À procura de textos e pretextos, e dos seus contextos.

13/05/2010

(Des-)conhecimento do papel da extorsão de mais-valias

Francisco Silva

Parece-me claro (devo assumir a responsabilidade do que digo, seja por via oral, seja por escrito!) que relativamente ao conhecimento científico, ao conhecimento do tipo outro, outro, isto é, diferente - como diria Armando de Castro, e espero não o estar a trair - do conhecimento corrente e do conhecimento filosófico, portanto, do conhecimento científico, isto é, das actividades próprias à construção de teorias explicativas dos fenómenos, das realidades, que são o seu objecto, dizia, que me parece claro não ter ainda o gigantesco salto - «corte epistemológico» - efectuado por Karl Marx ao introduzir na área de conhecimento científico económico o conceito de «Mais-Valia», enquanto diferença entre o valor de troca produzido pelos trabalhadores e os salários afinal recebidos, e quando bem mostrou a centralidade indispensável do papel «Mais-Valia» na caracterização do modo de produção capitalista, parece-me pois claro que esta compreensão ainda hoje não fez carreira suficiente nas sociedades. E não fez carreira suficiente nas sociedades, não obstante a evidência, generalidade e eficácia com que o fenómeno é registável na actualidade. Até parece mentira como tal fenómeno não entra pelos olhos dentro das pessoas... e tão mentira parece que, por vezes, mais julgo que as pessoas, mesmo compreendendo que a extorsão de mais-valia aos trabalhadores é a base vital do capitalismo, fazem todos os possíveis para aceitarem passar por tolas, não vá o diabo tecê-las num ambiente com uma correlação de forças tão desfavorável.
Perguntarão a que vem este arrazoado. Que não será tanto assim, que os possíveis leitores destas linhas até conhecem esta questão. Que estou a ensinar o Padre-Nosso ao Cura.
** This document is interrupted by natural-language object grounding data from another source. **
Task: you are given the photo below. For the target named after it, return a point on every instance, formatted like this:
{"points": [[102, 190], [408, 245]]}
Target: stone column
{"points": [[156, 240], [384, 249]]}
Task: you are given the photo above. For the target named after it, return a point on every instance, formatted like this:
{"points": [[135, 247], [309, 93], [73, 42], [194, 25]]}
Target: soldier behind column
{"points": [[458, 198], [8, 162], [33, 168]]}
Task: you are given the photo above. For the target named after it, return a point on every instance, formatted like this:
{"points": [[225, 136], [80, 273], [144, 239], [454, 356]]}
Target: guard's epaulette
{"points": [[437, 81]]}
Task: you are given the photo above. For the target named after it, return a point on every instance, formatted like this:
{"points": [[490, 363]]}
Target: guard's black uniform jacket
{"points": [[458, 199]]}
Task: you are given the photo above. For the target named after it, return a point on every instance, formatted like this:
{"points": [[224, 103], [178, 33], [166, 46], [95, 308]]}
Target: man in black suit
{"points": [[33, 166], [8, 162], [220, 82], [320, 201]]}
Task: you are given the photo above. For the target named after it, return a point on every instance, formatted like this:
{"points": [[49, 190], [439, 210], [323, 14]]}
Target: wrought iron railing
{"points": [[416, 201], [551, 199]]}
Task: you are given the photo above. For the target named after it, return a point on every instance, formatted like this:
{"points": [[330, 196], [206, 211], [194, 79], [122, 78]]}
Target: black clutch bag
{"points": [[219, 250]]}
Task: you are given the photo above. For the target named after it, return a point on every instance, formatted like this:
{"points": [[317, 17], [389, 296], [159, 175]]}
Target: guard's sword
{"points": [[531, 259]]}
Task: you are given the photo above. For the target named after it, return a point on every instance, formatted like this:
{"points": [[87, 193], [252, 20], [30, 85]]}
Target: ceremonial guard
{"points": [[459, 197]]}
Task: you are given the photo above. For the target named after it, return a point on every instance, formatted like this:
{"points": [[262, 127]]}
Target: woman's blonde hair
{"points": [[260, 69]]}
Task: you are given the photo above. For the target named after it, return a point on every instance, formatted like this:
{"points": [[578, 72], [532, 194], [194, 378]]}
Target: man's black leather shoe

Que se trata de arrogância do escrevente... etc, etc.
O que me levou a escrever isto foi a questão dos prémios do Mexia, e dos outros mexias todos, portugueses e outros, que inundou todos os debates como se fosse o problema principal. Que, dizem muitos, o que se gasta com tais senhores é que impede que os que ganham pouco passem a ganhar um pouco mais, porque o dinheiro assim não chega para todos, e assim por diante. Outros, cinicamente, hipócritas, alimentando a conversa, dizem que afinal os prémios do Mexia até são coisa boa porque fazem entrar mais impostos nos cofres do Estado: caem os défices, fica-se com mais dinheiro para a Educação, a Saúde, para pensões, para subsídios de desemprego, sei lá que mais. Outros, muito moralisticamente, como se estas questões se resolvessem com base em tais morais e quejandas hipocrisias, que é um exagero, que se deviam coibir de distribuir e receber tais prémios... uma tal injustiça social... e todos, de todo o espectro político, são primeirinhos a defender a Justiça Social (aliás, como dizem muitos paladinos da direita não será pela defesa da Justiça Social, antes pelo contrário, que se distingue entre direita e esquerda, antes, sim, pela questões «fracturantes» como é caso dos casamentos entre homossexuais)... enfim, paliativos para acalmar a malta, não é?
O que nunca se fala é da «Mais-Valia», nada de tocar em tão sagrada questão. As mais-valias são de quem delas «legalmente» se abarbatou, nada a fazer. O que também poderiam ao menos referir, podemos e devemos todos fazê-lo, lucidamente, é que os prémios e os salários muito altos, abissalmente altos, se assim se pode dizer, são parte da massa salarial e se os «mexíacos» prémios não forem atribuídos diminui é a massa salarial e aumenta a massa de mais-valia... não será assim? Melhor seria todos os mexias do Mundo receberem os tais prémios e estes serem taxados a 100%... iam diminuir os tais défices, contribuir para a Educação, Saúde, pensões e subsídios de desemprego.
O que também nunca se fala, se disfarça, é que coisas são essas que os CEOs e acólitos principais fazem para receber valores tão elevados. O que não se fala é que eles, enquanto empregados mais importantes dos patrões propriamente ditos, são os garantes da maximização dos lucros dos donos, a qual, nos últimos tempos, é realizada sobretudo através da diminuição das massas salariais, tanto na contenção e redução dos salários dos que têm postos de trabalho, como no «emagrecimento» das empresas, no lay-off dos trabalhadores ou nos outros métodos de redução de recursos/activos humanos, que têm constituído na realidade a mola real das tão decantadas inovação, produtividade, competitividade com que nos enchem os ouvidos até à exaustão.